I am one-half of a British-American couple. My wife would correct that statement and change the “British” to “Scottish.”
We were engaged in 2005 and married in 2006. During the course of our engagement, through the early years of our marriage, we navigated the complex American immigration system. At all times, we fully abided by the rules of American immigration law and paid any and all necessary fees. We were rewarded for our patience and diligence in 2012, when my wife because a naturalized American citizen and received her US passport. She now holds dual citizenship in both the US and the UK.
It was always our intention to return to Scotland someday and be closer to her family. However, in July 2012, severe restrictions were put in place in the UK for non-European Union (EU) spouses and their children to be allowed to resettle there. The British citizen must make a minimum salary of £18,600 (just over $30,000) or prove three times that amount to the UK government authorities in savings. The income threshold rises to £22,400 (roughly $37,000) for couples with a child and increases £2,400 for each additional child.
Meanwhile, as part of the UK’s membership in the EU (a membership Prime Minister Cameron now wants to “revisit” through renegotiation with Brussels or a possible referendum within the UK) spouses of British citizens and their children from EU countries are permitted to come and go, and yes, tap into the resources of the British social safety net.
It is just the latest in a string of bad policies crafted in London that reflect a blatantly out-of-touch conservative-led government with not the least amount of empathy or consideration for its constituents. It is that sentiment, along with many other things, that is making a Scottish referendum on independence scheduled for September 18, 2014 far closer than it ever would have been with a Labor or Liberal Democrat-led central government.
The rules have been appealled and upheld by the British High Court. However, while upholding the law itself, the court found the income thresholds excessive. The British Home Office appealled that finding in a challenge heard earlier this month. A decision is expected in the next few months.

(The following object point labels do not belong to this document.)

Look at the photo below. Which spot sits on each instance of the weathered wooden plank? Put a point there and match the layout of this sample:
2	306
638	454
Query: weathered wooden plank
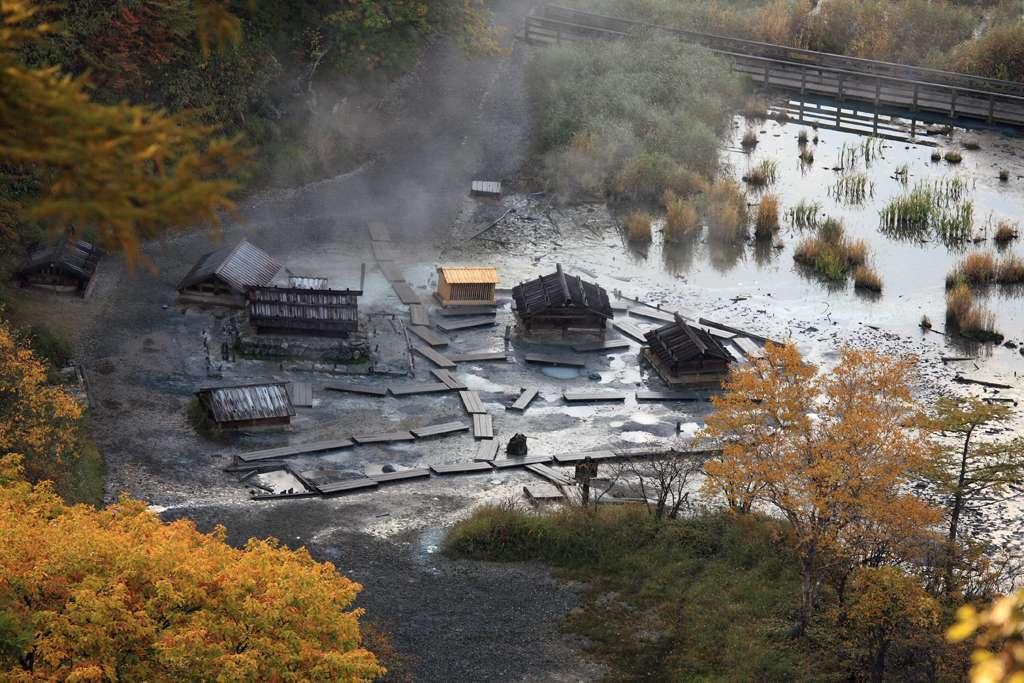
483	426
593	396
418	314
466	311
546	359
524	399
471	401
503	463
450	380
413	388
454	325
298	450
346	485
433	356
476	356
572	458
667	396
386	437
439	430
428	336
487	450
630	330
358	388
458	468
401	475
610	345
406	293
552	475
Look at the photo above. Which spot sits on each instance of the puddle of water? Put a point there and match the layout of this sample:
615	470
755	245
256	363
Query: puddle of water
561	373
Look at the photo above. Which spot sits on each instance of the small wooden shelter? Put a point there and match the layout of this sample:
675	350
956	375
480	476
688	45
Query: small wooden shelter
687	354
248	404
223	275
466	286
562	302
67	266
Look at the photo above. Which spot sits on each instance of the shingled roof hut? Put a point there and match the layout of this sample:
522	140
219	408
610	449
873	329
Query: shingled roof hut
687	354
67	266
466	286
248	404
562	302
223	275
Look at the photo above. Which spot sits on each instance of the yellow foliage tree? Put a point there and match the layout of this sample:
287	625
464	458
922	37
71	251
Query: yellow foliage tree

It all seems quite nonsensical to my wife and me. I am a fluent speaker of English (albeit American English.) I prefer most aspects of the British culture to that of my own and fully plan to integrate into society in the UK if permitted to live there. My mother-in-law owns her own flat and my wife and I can certainly stay with her until the time comes when we will be financially independent. Yet, none of things are currently deemed as being relevant to our plight.
I am certainly able to concede that the UK is well within its rights to restrict who can come and settle in the nation. I also understand that many go there with no plan to contribute, but to take from the government at the expense of those who work hard and play by the rules.

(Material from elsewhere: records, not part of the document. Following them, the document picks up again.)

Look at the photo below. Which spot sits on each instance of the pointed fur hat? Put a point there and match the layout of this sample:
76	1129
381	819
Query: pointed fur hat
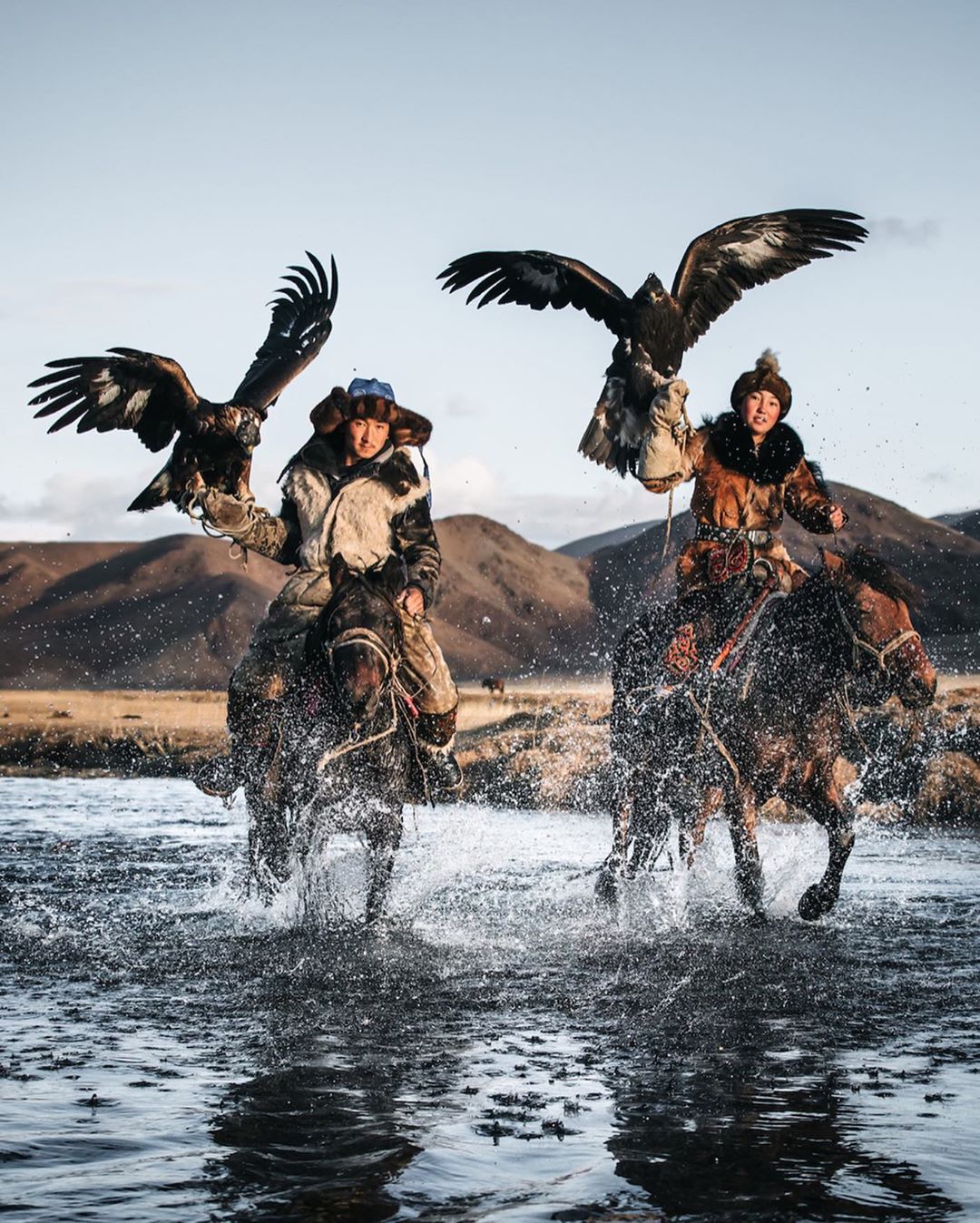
765	377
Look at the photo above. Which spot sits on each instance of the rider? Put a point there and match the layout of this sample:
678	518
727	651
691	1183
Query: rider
350	492
748	467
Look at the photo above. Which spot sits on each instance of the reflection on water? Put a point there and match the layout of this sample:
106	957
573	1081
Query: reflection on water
505	1050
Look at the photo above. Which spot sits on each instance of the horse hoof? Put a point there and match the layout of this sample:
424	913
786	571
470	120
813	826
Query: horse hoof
815	903
606	886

However, their solution is equivalent to swatting a fly with a sledgehammer. My wife and I are fortunate in that we have a stable and steady income here in America. We have no children. We are in a far better place than many others affected by this unjust set of rules.
We, along with many others, will be watching for the High Court’s decision in the coming months. We will be hoping and praying for some realism to be restored to the UK’s Home Office.